If it's something like "log of input length", then things become less clear.
-
I think you can do it if you know for sure that a majority name exists, using only one counter increase or decrease in each step (which is the restriction I proposed in my first post).
Here's how:
The counter c starts with 0. Let's call the remembered name n.
Now, do this whenever a name m is read out:
If c = 0 then set n := m, increment c
else if n = m then increment c else decrement c.I think if a majority name exist, then it will be in n at the end.
Why? Because if there is a majority name, then there will be more increases than decreases.

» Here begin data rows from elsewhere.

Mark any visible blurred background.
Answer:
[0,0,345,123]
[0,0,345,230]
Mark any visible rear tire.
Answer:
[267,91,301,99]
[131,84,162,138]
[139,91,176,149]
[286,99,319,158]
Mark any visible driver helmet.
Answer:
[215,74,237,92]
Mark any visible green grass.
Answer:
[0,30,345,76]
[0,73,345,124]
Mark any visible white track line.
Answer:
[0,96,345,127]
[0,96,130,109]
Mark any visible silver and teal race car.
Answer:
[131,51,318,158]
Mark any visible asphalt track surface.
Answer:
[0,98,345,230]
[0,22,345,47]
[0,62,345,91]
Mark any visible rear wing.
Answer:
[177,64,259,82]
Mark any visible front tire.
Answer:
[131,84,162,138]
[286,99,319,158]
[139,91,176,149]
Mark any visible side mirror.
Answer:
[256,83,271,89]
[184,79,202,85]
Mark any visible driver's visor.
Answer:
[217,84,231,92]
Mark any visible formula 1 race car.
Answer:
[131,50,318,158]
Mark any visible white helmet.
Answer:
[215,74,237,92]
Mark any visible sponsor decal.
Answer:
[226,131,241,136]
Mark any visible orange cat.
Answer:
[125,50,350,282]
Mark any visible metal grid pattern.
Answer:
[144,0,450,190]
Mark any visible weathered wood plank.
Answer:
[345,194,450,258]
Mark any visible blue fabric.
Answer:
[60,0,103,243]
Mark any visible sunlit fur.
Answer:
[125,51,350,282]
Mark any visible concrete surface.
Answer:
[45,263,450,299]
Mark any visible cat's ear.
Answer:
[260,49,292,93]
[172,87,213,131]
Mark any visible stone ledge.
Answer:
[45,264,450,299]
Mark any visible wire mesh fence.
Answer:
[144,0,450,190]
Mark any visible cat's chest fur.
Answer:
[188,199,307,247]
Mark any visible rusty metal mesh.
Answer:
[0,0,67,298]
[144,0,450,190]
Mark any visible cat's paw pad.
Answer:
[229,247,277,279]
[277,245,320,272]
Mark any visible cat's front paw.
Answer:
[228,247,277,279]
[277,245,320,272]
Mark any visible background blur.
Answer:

I don't think you can also detect if a majority name exists without having something like linear space.
-
I think that’s the solution Klaus. Read the question carefully it doesn’t specify you must detect whether it’s the name was called a majority of the time. Just that you detect it if there is. Still, it seems a little sloppy that you’ll get an answer regardless and not know whether the majority condition was satisfied.
I won’t know whether that’s the solution until Saturday morning.
-
I think one of the interesting properties of this algorithm is that it will also work if the list of names is infinite, i.e., it will always give you the name of the majority name (if it exists) up to the current "time". In other words, it's a "streaming algorithms", similar to, say, the "100 day moving average" algorithm for financial streams. For streaming algorithms, it is critically important that the memory requirement does not grow with stream length (because it is infinite) and that answers can be produced piece-by-piece.

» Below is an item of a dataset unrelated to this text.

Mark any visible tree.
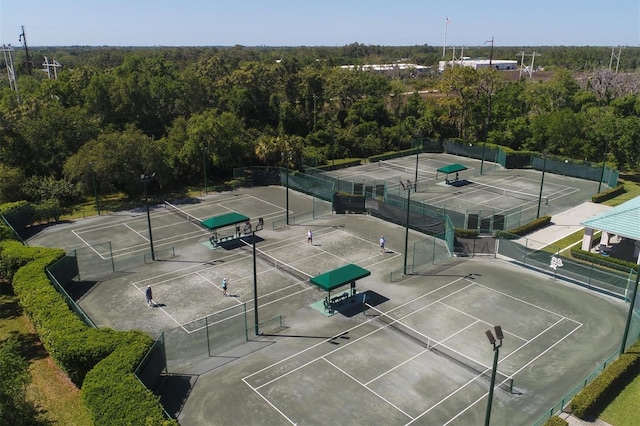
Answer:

That said, the algorithm above does technically require log(input length) memory for the counter, so it would eventually exceed the capacity of any computer when given an infinite stream, but the logarithm grows so slowly that it's not really an issue in practice.
-
SOLUTION: It makes sense to use the counter to keep track of how well the name currently in memory is doing. Then, whenever that name is heard again, you can increment the counter; when some other name is heard, you must decrement it. The counter begins at 0; if it ever threatens to dip below zero, the current name in memory is replaced by the name being heard, and the counter is incremented from 0 to 1.
This may seem a bit dubious at first, because the new name you are putting into the counter may be the first occurrence of that name, while in the meantime your previous name (and other names) may have occurred many times. For example, if the list were "Alice, Bob, Alice, Bob, Alice, Bob, Charlie," Alice's name would remain in your memory until the end when Charlie becomes your nominee. But that's OK, since no name has a majority.

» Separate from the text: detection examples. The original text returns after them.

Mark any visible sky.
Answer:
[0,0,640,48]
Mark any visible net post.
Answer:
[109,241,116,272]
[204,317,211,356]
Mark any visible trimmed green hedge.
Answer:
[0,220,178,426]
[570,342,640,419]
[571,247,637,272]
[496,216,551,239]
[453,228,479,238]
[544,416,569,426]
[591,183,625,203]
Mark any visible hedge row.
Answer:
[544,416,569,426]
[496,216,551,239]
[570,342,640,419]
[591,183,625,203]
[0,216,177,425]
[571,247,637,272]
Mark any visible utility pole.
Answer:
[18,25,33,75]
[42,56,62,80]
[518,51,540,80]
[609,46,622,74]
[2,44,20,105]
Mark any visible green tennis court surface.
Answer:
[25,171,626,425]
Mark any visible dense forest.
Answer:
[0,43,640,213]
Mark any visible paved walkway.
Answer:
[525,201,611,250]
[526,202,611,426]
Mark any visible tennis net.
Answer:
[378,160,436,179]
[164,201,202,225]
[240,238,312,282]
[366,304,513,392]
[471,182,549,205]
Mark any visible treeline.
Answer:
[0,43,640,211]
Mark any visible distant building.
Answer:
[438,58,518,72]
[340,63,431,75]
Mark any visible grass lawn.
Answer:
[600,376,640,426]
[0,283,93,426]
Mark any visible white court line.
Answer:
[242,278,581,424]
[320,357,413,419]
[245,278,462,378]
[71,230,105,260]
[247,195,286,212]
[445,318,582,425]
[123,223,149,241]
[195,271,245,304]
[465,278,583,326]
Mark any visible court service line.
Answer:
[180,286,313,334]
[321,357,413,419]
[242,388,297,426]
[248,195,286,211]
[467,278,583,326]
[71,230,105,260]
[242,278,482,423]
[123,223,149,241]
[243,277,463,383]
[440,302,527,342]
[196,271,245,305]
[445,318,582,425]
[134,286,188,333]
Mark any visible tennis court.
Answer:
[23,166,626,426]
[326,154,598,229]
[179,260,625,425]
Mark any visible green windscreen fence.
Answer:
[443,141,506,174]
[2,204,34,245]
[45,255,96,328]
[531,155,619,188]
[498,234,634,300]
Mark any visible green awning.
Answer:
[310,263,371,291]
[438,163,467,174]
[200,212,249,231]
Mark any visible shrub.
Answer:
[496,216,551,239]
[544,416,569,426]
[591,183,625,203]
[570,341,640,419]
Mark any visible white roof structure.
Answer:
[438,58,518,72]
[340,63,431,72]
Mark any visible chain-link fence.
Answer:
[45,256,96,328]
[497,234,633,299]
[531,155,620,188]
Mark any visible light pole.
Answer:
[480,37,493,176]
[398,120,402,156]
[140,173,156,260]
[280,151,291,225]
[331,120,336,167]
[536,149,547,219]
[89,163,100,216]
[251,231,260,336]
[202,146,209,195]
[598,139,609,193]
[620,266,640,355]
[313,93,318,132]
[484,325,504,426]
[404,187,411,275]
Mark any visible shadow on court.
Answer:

If a name does occur more than half the time, it's guaranteed to be the one in your memory at the end. Why? Suppose the majority name is Mary, and assume (for convenience) that a name is heard every minute. Divide time into intervals during which the same name remains in memory. Then each interval except possibly the last is an even number of minutes in length, and its memory-name was heard exactly half the time during the interval.
It follows that Mary's name is heard at most half the time within every interval except the last, therefore more than half the time in the last interval — which must therefore end with Mary's name in memory.
Here's an example: Suppose the name list is A, M, A, M, M, A, B, B, M, M, A, M, M, B, M. Then the intervals are of length 4 (with "A" in memory), 2 (with "M"), 4 (with "B"), 2 (with "A" again), and finally 3 (with "M"), the counter ending at value 1.